This way you can use a comparator specifying the allowed null fields.

Comparator<AA> comparator = Comparator.comparing(AA::getA)
        .thenComparing(AA::getB, PropertyNullComparator.of())
        .thenComparingInt(AA::getD);

If you don't want to define a custom comparator you can use something like:

Comparator<AA> comparator = Comparator.comparing(AA::getA)
        .thenComparing(AA::getB, Comparator.nullsFirst(Comparator.naturalOrder()))
        .thenComparingInt(AA::getD);

Difference method

The difference (A - B) method could be implemented using two TreeSets .

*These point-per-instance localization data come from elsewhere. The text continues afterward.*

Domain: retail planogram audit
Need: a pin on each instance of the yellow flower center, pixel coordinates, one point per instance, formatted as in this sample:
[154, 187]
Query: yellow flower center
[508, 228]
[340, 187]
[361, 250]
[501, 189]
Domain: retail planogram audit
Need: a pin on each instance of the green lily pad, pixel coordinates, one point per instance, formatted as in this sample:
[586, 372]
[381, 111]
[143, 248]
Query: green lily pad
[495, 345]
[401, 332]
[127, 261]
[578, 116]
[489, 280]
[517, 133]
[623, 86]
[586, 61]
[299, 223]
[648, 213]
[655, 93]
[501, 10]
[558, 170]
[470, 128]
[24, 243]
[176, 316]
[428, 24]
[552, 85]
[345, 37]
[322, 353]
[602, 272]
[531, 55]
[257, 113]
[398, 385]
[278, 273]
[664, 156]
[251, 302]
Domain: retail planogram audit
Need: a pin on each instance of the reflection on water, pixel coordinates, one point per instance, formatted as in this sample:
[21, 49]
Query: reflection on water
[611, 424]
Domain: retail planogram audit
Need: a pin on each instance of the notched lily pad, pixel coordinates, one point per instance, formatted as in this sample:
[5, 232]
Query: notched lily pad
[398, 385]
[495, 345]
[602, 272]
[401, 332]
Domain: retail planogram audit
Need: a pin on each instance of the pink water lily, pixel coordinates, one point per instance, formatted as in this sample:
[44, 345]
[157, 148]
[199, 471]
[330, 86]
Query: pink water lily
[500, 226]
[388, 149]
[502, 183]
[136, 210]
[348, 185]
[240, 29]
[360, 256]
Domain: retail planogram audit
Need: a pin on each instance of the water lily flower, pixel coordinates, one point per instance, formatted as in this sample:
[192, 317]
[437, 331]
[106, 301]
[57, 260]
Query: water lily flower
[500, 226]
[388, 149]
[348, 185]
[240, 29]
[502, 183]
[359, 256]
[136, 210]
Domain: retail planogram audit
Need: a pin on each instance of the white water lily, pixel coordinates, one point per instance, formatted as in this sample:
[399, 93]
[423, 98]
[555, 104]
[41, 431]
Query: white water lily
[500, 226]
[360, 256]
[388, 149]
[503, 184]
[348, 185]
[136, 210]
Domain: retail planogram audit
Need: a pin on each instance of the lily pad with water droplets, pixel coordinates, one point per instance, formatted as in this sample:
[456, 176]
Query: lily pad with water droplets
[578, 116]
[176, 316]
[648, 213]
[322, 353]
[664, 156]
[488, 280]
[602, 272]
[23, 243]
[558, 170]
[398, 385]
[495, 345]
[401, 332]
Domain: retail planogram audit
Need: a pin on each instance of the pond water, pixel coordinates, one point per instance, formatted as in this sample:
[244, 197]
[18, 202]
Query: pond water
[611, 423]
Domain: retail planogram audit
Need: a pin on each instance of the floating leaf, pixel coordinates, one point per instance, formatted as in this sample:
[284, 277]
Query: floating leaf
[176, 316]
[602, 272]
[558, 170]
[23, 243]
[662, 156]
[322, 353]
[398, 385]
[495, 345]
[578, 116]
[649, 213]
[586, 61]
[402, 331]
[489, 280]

static <T> TreeSet<T> difference(Collection<T> c1, 
                                 Collection<T> c2, 
                                 Comparator<T> comparator) {
    TreeSet<T> treeSet1 = new TreeSet<>(comparator); treeSet1.addAll(c1);
    if (treeSet1.size() > c2.size()) {
        treeSet1.removeAll(c2);
    } else {
        TreeSet<T> treeSet2 = new TreeSet<>(comparator); treeSet2.addAll(c2);
        treeSet1.removeAll(treeSet2);
    }
    return treeSet1;
}

note: a TreeSet makes sense to be used since we are talking of uniqueness with a specific comparator. Also could perform better, the contains method of TreeSet is O(log(n)) , compared to a common ArrayList that is O(n) .

Why only a TreeSet is used when treeSet1.size() > c2.size() , this is because when the condition is not met, the TreeSet#removeAll , uses the contains method of the second collection, this second collection could be any java collection and its contains method its not guaranteed to work exactly the same as the contains of the first TreeSet (with custom comparator).

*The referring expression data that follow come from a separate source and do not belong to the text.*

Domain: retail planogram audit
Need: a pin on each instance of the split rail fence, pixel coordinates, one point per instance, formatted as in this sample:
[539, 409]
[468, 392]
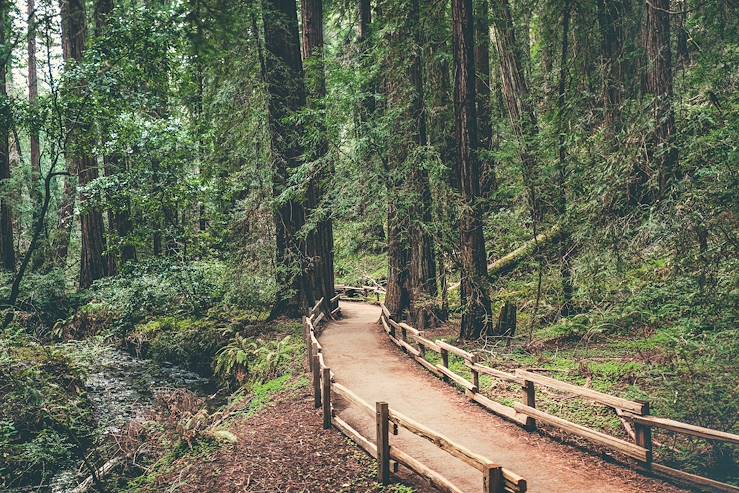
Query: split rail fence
[495, 478]
[527, 415]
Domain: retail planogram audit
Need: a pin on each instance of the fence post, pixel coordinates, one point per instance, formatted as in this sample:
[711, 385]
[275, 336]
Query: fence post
[492, 479]
[475, 373]
[445, 362]
[308, 344]
[643, 435]
[316, 381]
[529, 398]
[382, 416]
[326, 383]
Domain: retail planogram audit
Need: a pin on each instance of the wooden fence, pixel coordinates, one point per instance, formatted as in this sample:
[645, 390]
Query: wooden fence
[527, 415]
[495, 479]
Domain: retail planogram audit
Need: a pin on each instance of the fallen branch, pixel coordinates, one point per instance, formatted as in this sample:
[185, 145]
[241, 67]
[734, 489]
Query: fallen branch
[507, 262]
[103, 471]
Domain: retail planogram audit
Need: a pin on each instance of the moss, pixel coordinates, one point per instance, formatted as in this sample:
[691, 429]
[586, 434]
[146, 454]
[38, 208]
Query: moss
[46, 419]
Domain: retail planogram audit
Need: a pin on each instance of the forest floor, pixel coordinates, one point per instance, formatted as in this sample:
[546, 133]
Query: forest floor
[282, 448]
[364, 360]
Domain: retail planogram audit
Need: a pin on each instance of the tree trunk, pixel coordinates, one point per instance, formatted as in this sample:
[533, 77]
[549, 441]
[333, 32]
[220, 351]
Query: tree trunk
[611, 18]
[565, 243]
[662, 152]
[477, 315]
[516, 93]
[485, 127]
[320, 236]
[93, 264]
[409, 193]
[284, 77]
[35, 144]
[7, 248]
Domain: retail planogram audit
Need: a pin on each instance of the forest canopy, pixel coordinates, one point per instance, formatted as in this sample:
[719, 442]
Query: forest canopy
[536, 173]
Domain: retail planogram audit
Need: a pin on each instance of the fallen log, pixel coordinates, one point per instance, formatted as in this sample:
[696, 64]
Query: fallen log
[507, 262]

Edit (Given the more context of the question)

Since collection1 is a set that could contains repeated elements acording to the custom equals (not the equals of the object) the solution already provided in the question could be used, since it does exactly that, without modifying any of the input collections and creating a new output set.

So you can create your own static function (because at least i am not aware of a library that provides a similar method), and use the Comparator or a BiPredicate .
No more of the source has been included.